The medical field (and CNA training) is in a constant state of learning, growing, and reaching for new truths. This is one of the reasons so many are drawn to this industry. Unlike other careers, which may be high stress without the ability to discover new things, the medical field is very different. Every rung of the medical ladder, from the certified nursing assistants on up to the heart surgeon and specialized medical staff members are ideally doing all they can to improve the quality of life and provide optimum recovery or rehabilitation for their patients.
So, what’s the latest discovery in patient care? Well, advancements are being made on almost a daily basis, but one new therapeutic tool which is not only interesting but can be used by every member of the medical staff, is music therapy.

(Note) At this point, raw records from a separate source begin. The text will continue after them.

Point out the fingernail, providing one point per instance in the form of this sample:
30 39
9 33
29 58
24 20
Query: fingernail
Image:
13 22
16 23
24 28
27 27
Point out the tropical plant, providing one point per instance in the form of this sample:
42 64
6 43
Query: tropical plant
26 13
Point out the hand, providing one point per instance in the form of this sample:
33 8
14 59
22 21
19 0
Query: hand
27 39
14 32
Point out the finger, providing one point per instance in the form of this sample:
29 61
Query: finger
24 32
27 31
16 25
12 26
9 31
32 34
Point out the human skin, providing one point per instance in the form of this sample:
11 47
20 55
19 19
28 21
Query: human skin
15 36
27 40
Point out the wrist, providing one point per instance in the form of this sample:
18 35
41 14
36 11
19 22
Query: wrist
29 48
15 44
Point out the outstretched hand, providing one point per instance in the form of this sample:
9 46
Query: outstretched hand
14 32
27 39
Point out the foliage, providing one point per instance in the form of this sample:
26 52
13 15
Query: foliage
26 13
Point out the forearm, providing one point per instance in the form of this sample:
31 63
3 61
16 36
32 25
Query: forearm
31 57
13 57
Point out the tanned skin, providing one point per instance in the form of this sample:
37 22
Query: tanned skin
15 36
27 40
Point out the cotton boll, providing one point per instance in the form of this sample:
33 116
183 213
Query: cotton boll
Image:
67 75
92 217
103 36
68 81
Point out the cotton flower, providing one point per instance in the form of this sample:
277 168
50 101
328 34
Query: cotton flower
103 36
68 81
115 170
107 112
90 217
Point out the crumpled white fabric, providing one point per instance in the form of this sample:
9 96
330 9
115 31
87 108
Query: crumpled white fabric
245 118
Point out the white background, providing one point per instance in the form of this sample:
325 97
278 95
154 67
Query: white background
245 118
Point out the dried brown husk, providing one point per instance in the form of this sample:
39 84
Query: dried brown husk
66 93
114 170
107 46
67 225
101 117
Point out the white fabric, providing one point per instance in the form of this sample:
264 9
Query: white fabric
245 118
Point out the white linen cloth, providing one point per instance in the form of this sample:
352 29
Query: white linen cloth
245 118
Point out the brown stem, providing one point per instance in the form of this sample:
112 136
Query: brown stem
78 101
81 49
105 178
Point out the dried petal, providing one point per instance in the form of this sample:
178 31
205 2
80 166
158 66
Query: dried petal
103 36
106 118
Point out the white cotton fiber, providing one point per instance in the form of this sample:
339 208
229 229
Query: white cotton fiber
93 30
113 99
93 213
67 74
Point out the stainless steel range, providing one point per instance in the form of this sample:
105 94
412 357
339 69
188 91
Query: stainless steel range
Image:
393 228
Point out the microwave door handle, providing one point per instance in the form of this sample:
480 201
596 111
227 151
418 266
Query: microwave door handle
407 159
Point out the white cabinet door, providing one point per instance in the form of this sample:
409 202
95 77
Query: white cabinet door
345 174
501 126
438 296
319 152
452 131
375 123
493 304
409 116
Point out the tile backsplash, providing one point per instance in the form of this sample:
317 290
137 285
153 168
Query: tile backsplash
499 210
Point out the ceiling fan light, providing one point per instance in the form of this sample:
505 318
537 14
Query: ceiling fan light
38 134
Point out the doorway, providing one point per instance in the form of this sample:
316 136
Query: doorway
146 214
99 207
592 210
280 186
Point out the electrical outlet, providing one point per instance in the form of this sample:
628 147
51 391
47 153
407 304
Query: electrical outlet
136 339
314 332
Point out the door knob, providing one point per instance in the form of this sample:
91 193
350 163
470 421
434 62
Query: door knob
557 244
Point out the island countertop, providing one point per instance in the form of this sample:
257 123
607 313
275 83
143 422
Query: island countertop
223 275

Music Therapy and CNA Training
Now, it may be a few years until music therapy is actually taught in CNA training, but it is a hot and growing trend among caregivers. When Congresswoman Gifford, from Arizona, suffered a gunshot wound to the head in early 2011, which left her with a traumatic brain injury, music therapy played a major role in her treatment plan, and is reported to have greatly accelerated her progress. In fact, her recovery, which has received much news coverage, is being touted by many medical experts as being absolutely remarkable in nature.
Not only is the use of music therapy being reported as a contributing factor in her overall recovery, but specialists are saying that the recovery of much of her speech and motor skills are a direct result of songs, which actually help create new speech pathways in the brain that repair damaged areas.
Music therapy in itself is a type of career, which requires a bachelor’s degree, but after CNA training, when you are out in the field, you can definitely incorporate this remarkable information into your own form of treatment.
How to Incorporate Music Therapy After CNA Training
If you are working with brain trauma patients, stroke victims, or elderly patients who may be prone to mood swings, it will be quite easy to incorporate music therapy. Your CNA training may not have taught you how or when to use this, but by keeping a journal, and cooperating with the patient’s wishes, you can discover what type of music therapy works best for those under your care.
Select a few different types of soothing music, from classical to easy listening, some with words and some without. Use this music while your patients are bathing or performing their range of motion exercises. Keep a journal and document what music style you used, how your patients responded and whether or not you notice any improvements in attitude, mood, speech, or other rehabilitation. Of course, as we mentioned, always ask the patient’s permission and be sure you are not going against anything the attending nurses or doctors have prescribed. As you learned in your CNA training, your patients have rights that should not be crossed.
Just think, you can possibly play a part in a more speedy recovery and improved quality of life for your patients.
Continue to Grow After CNA Training
After CNA training, continue to learn, grow, and try new things. That’s what the medical field is all about. Your education should never stop after your CNA training. This is not just a job, it can be a lifelong career.